Fig. 3. Single-cell clonal analysis of myelin-reactive CCR6⁺ memory CD4⁺ T cells in HLA-DR4⁺ patients with MS and healthy control subjects

Tetramer-sorted single cell clones (n = 144) were stimulated with DR4 myelin peptides (MOG_97-109 and PLP_180-199) to verify the specificity. Heatmap shows functional profiles of individual clones measured on day 5 after stimulation. Data were z-score normalized within a given parameter, and organized by hierarchical clustering. Clusters that separated in the dendrogram by a distance metric of 3 are shown in each box, and pie charts indicate proportion of clones within a given cluster derived from healthy (black) or MS (grey) subjects. The numbers next the pie charts refer to the clones classified into each proportion. Clones that did not respond after re-stimulation (42 healthy control and 41 MS clones) are not shown here, but did cluster together.

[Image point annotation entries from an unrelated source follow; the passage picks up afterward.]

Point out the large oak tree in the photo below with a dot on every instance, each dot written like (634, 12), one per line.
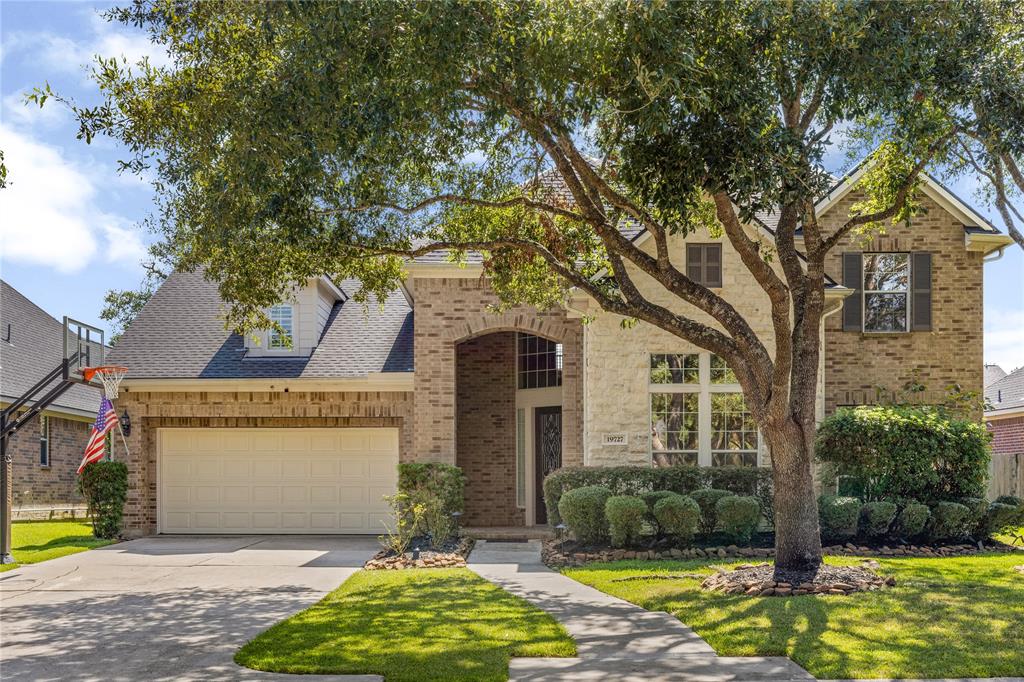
(295, 139)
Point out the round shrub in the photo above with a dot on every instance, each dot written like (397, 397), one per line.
(1001, 516)
(707, 499)
(626, 515)
(838, 516)
(979, 516)
(877, 517)
(950, 520)
(911, 520)
(651, 498)
(738, 516)
(583, 511)
(678, 516)
(104, 486)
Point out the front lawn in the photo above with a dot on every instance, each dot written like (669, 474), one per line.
(33, 542)
(945, 617)
(434, 624)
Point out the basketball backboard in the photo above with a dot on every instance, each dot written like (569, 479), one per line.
(83, 346)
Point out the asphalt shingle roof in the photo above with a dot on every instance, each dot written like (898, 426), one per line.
(34, 349)
(180, 334)
(1008, 392)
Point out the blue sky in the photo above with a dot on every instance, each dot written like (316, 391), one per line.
(70, 223)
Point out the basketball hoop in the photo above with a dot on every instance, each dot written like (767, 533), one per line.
(110, 376)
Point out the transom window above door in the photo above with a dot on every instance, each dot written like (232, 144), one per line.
(539, 361)
(697, 413)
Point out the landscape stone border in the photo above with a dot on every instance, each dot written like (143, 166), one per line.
(384, 560)
(554, 556)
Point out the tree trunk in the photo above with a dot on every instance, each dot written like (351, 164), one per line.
(798, 540)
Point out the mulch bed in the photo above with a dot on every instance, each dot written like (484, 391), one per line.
(568, 553)
(450, 554)
(764, 580)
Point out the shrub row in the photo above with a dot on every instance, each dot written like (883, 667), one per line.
(596, 516)
(642, 480)
(843, 518)
(903, 454)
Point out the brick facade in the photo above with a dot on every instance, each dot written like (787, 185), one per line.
(54, 485)
(485, 428)
(452, 310)
(1008, 435)
(150, 412)
(858, 366)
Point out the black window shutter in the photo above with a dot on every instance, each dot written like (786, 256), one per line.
(713, 264)
(921, 291)
(852, 310)
(694, 262)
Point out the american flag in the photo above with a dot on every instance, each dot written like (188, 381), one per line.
(105, 420)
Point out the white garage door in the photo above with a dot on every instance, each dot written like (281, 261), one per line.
(275, 480)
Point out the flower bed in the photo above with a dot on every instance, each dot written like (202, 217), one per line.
(452, 554)
(557, 554)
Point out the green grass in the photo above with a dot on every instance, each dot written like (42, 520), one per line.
(33, 542)
(1011, 540)
(435, 624)
(951, 617)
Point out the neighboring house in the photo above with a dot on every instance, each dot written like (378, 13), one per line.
(1005, 413)
(47, 451)
(237, 435)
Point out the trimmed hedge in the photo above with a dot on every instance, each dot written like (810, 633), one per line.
(678, 516)
(911, 520)
(899, 453)
(104, 486)
(583, 510)
(877, 518)
(738, 516)
(626, 515)
(838, 516)
(707, 500)
(639, 479)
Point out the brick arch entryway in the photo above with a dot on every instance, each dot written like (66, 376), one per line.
(465, 393)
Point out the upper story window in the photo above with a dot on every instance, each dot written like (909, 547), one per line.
(44, 440)
(704, 264)
(539, 361)
(283, 315)
(886, 292)
(697, 413)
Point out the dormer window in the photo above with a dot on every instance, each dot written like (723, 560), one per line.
(283, 316)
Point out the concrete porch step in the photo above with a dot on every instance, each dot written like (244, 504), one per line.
(507, 533)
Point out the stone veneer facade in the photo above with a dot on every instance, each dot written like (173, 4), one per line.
(241, 410)
(54, 485)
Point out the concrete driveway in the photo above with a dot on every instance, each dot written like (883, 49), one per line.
(164, 608)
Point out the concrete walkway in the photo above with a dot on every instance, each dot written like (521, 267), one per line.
(165, 608)
(616, 641)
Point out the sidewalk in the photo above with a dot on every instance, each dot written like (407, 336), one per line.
(615, 640)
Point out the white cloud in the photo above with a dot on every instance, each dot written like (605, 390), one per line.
(50, 215)
(62, 54)
(1005, 338)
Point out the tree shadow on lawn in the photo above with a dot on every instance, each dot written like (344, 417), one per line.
(421, 625)
(961, 617)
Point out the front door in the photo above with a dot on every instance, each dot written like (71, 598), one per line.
(547, 453)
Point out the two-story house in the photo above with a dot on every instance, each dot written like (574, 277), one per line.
(258, 435)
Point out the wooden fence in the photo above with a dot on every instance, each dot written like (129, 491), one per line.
(1006, 475)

Fig. 4. Gene expression analysis of myelin-reactive CCR6⁺ memory T cells in HLA-DR4⁺ patients with MS and healthy subjects

CCR6⁺ memory CD4⁺ T cells from healthy subjects (n= 3) and MS patients (n = 5) were amplified by PHA and IL-2, scored for proliferation upon restimulation, and sorted as myelin tetramer⁺ and tetramer⁻ cells for RNA sequencing. (A) Gene sets enriched in the MS tetramer⁺ samples (yellow), healthy control (HC) tetramer⁺ samples (green), or both as determined by GSEA (FDR < 0.05). Representative gene sets from each category are shown. (B) Venn diagram summarizes the overlap of genes with the core pathologic EAE set (white), and the total genes in the leading edge (light grey), within the differentially expressed gene set reported by Lee et al (dark grey) (16). The heatmap (right) shows the z-score normalized log₂FPKM values for the indicated genes in MS tetramer⁺ or tetramer⁻ samples. Genes that are bold with asterisk are contained within the leading edge gene set. (C) −log(FDR) values of GSEA results for gene sets indicated. FDR values that were reported as zero were set to 4 for display purposes (pathogenic Th17, Th17 differential expression, Th17 cytokines, and Th17 combinatorial core). Dashed line shows FDR > 0.05. (D) A network representation of molecules enriched in MS tetramer⁺ samples. The color of each molecule shows fold change of MS tetramer⁺ relative to MS tetramer⁻ as indicated by the key. Solid (direct) or dashed (indirect) cyan lines denote known molecular interactions. Select molecules are labeled and molecules highlighted in orange were differentially expressed.